O Sindicato dos Urbanitários de Alagoas rechaça de forma veemente o relatório elaborado por consultoria independente contratada pelo Governo do Estado, que classifica a Companhia de Saneamento de Alagoas (CASAL) como “tecnicamente ineficiente” para operar o abastecimento de água e o esgotamento sanitário em municípios do sertão alagoano. Para os trabalhadores do saneamento, o documento ignora fatos históricos, desconsidera escolhas políticas recentes e, sobretudo, serve para justificar uma nova etapa de privatização que já se mostrou fracassada.
Segundo os Urbanitários, a realidade é exatamente oposta à narrativa do relatório: a CASAL não entrou em crise por incapacidade técnica ou gestão temerária, mas vem sendo sucateada propositalmente ao longo dos últimos anos. Até 2020, mesmo enfrentando dificuldades estruturais e operando em áreas historicamente negligenciadas pelo mercado, a companhia conseguiu alcançar superávit financeiro e garantir o abastecimento de água em regiões de difícil acesso, especialmente no Alto Sertão, graças ao mecanismo do subsídio cruzado — modelo em que áreas mais rentáveis sustentam o atendimento às localidades mais pobres e distantes.
Com a privatização da distribuição de água e esgoto, apresentada pelo Governo como solução moderna e eficiente, essa lógica foi quebrada. O que se viu, na prática, foi a lapidação da CASAL, retirada de receitas estratégicas e perda de capacidade de investimento. O resultado é uma companhia empurrada artificialmente para uma situação deficitária, enquanto o serviço entregue à iniciativa privada passou a obedecer prioritariamente à lógica do lucro, e não ao interesse público.
As consequências dessa escolha recaem diretamente sobre a população. Hoje, Alagoas vive um verdadeiro caos no abastecimento de água, sobretudo no Alto Sertão. Cidades como Pão de Açúcar, Estrela de Alagoas, Minador do Negrão, Palmeira dos Índios e Arapiraca chegam a passar mais de 30 dias sem água, cenário impensável antes da privatização. Não por acaso, os protestos populares se multiplicaram após a entrega do serviço à iniciativa privada, evidenciando que o projeto vendido como solução agravou os problemas históricos do saneamento.

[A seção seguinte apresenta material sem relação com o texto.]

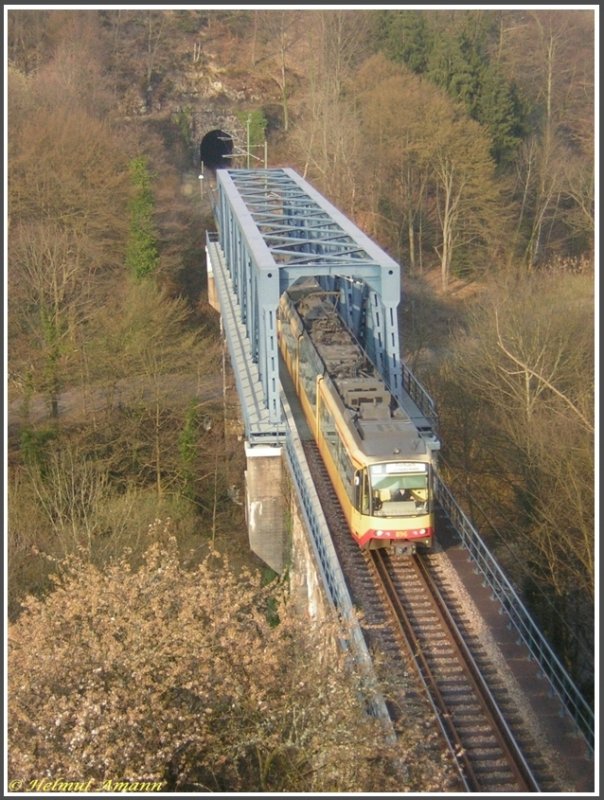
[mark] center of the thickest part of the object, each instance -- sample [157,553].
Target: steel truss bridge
[274,229]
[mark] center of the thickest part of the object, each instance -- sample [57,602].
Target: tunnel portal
[216,149]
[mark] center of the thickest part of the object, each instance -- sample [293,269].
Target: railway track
[490,760]
[433,663]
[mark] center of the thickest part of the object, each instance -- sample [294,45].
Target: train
[380,465]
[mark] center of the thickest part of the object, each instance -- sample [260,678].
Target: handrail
[558,678]
[326,561]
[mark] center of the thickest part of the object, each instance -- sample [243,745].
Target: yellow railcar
[378,463]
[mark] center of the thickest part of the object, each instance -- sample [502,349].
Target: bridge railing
[419,395]
[328,564]
[539,649]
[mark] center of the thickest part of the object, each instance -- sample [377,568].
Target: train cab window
[362,497]
[399,488]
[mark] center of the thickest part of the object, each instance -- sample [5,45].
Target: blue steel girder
[276,229]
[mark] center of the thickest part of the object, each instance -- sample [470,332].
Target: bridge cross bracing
[275,229]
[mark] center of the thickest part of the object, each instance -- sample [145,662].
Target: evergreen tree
[142,258]
[404,37]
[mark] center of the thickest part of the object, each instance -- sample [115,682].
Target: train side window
[361,491]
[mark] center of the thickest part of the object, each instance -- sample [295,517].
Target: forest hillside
[461,141]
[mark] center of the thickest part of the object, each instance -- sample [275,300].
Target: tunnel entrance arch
[216,150]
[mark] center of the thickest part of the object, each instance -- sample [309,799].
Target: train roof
[382,426]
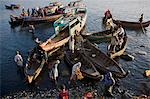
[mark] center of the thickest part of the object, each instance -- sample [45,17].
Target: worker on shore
[108,14]
[76,73]
[31,29]
[110,24]
[28,11]
[18,59]
[54,72]
[109,82]
[64,94]
[114,43]
[141,18]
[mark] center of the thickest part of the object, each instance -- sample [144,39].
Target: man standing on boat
[141,18]
[108,14]
[18,59]
[114,43]
[54,72]
[120,31]
[76,73]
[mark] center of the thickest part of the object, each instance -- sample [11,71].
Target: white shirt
[120,31]
[18,59]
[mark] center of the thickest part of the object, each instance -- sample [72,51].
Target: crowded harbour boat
[70,44]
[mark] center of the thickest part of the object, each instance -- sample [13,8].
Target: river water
[17,39]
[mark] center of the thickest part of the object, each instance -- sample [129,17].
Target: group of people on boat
[34,12]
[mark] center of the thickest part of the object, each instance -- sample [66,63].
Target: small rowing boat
[12,6]
[121,50]
[132,25]
[99,36]
[87,68]
[101,61]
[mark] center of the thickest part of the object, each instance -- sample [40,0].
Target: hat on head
[58,61]
[17,52]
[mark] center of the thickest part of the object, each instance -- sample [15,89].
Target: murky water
[16,39]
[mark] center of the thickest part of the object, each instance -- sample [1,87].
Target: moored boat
[79,15]
[99,36]
[50,15]
[87,68]
[12,6]
[121,50]
[102,61]
[132,25]
[129,24]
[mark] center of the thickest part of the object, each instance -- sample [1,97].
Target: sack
[79,74]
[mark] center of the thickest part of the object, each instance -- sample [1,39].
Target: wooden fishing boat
[43,51]
[38,20]
[36,62]
[77,20]
[121,50]
[87,68]
[132,25]
[12,6]
[101,61]
[99,36]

A presidenta do Sindicato dos Urbanitários, Dafne Orion, é categórica ao afirmar que o Estado precisa reconhecer os erros cometidos. “É preciso olhar pelo retrovisor da história e ter humildade para assumir equívocos. A chamada remodelação da CASAL, por meio da concessão da distribuição de água e esgoto, da forma como foi feita, tirou a companhia de uma situação superavitária para uma situação deficitária. E, o mais grave, piorou o atendimento à população”, afirma.
Para o sindicato, pensar agora em uma nova privatização, desta vez voltada à gestão da água, é aprofundar o desastre. “Isso é condenar a população, sobretudo a mais carente, à seca permanente e transformar a água — que é um bem universal e um direito humano — em mera mercadoria para gerar lucro a grandes acionistas”, alerta Dafne.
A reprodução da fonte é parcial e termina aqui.